In a year like 2019, it’s tough to be a farmer arguing against the existence of changing weather patterns — also known as climate change. On our western Illinois farm, for example, April and May were marked by rains of 2 inches and more. Deluge after deluge. It kept up until we got 5 inches in two major storms around the Fourth of July. Then it quit. For five weeks, we got little more than a couple tenths.

The great irony of 2019 is that after a historically wet spring, parts of nearly 40 Illinois counties are now flagged as abnormally dry or in moderate drought on the national Drought Monitor map. It’s bad enough in seven counties that the Farm Service Agency opened up Conservation Reserve Program ground for emergency haying and grazing in August and September.

US Drought Monitor map for Aug. 13, 2019

Eric Snodgrass, who studies weather patterns for Nutrien Ag Solutions, called this change more than a year ago. Weather patterns suggest we’ll still get our 40 inches of annual rainfall — not in an inch at a time, but in major rain events followed by longer dry spells. Over the past 40 years, Illinois has seen the average frost-free season length grow by 10 to 20 days. The growing season is a month longer in the Dakotas, and they’re growing soybeans instead of barley.

So here’s what we know: Our climate is changing, right here on the farm. What we don’t know: What to do about it — and how to manage what everyone else wants to do about it.

Specifics

The Green New Deal calls for a “10-year national mobilization” to “eliminate pollution and greenhouse gas emissions from the agricultural sector” by “supporting family farming,” “investing in sustainable farming and land use practices that increase soil health,” and “building a more sustainable food system that ensures universal access to healthy food.” 

You know as well as I do those are goals, not plans.
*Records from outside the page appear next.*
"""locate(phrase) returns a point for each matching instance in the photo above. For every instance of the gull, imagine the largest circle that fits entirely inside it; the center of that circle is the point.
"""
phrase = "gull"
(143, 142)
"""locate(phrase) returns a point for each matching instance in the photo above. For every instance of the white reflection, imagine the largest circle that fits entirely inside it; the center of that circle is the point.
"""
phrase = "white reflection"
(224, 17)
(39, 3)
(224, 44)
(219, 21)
They’re intentionally vague because if AOC can get the culture on her side during a time when the Green New Deal doesn’t have a prayer of passing the Republican-led Senate and White House, she might build enough cultural support to get it done when a new administration comes to town.

The cultural will to respond already exists; it’s simply waiting on the political will to legislate. That means we need to be part of the conversation.
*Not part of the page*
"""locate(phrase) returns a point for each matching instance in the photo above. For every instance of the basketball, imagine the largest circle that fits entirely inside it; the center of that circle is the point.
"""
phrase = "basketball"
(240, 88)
Last week, Rep. Cheri Bustos, D-Moline, introduced her own plan for reducing greenhouse gas emissions, calling it the Rural Green Partnership (read it; it’s not long). She grew up in an extended farm family and has a reputation for listening to farmers. She acknowledges that ag contributes 9% of all greenhouse gas emissions — the least of all economic sectors. But we’re removing more carbon dioxide than we’re generating, offsetting 11% of emissions. She offers up the following specifics:

  • more money for precision ag and conservation measures that increase soil carbon and reduce runoff
  • more technical conservation experts
  • streamlined conservation program sign-ups
  • more incentives for energy efficiency
  • more research money for crop breeding, precision ag and soil health
  • guaranteed broadband access on all farms

The devil may well be in the details — particularly in how to pay for it all — but Bustos deserves credit for getting us in the conversation. She told me at the state fair last week, “I want to make sure rural America is part of the conversation and that ag is viewed as being part of the solution, not part of the problem.

“We can’t be left behind. We’ve got a lot at stake in rural America. And if we’re not part of those discussions, coastal people might not think of us. I want to make sure we’re thought of.”

Bustos has submitted her plan to the House Select Committee on the Climate Crisis, which will weigh it with the other ideas out there (shortlist of politicians with plans includes Elizabeth Warren, Beto O’Rourke, Kirsten Gillibrand). The committee will come up with policy the House will actually vote on. 

Here’s the thing, friends: Bustos is the only Midwesterner in senior leadership in the House Majority. Legislation will ultimately be written to address climate change, regardless of our beliefs or motivations. I’d rather have a seat at the table and be able to explain how potential solutions will affect me and my farm than be complaining from the next room over.

It’s time for agriculture to be part of the conversation. We may not be breaking the planet, but we sure could help fix it.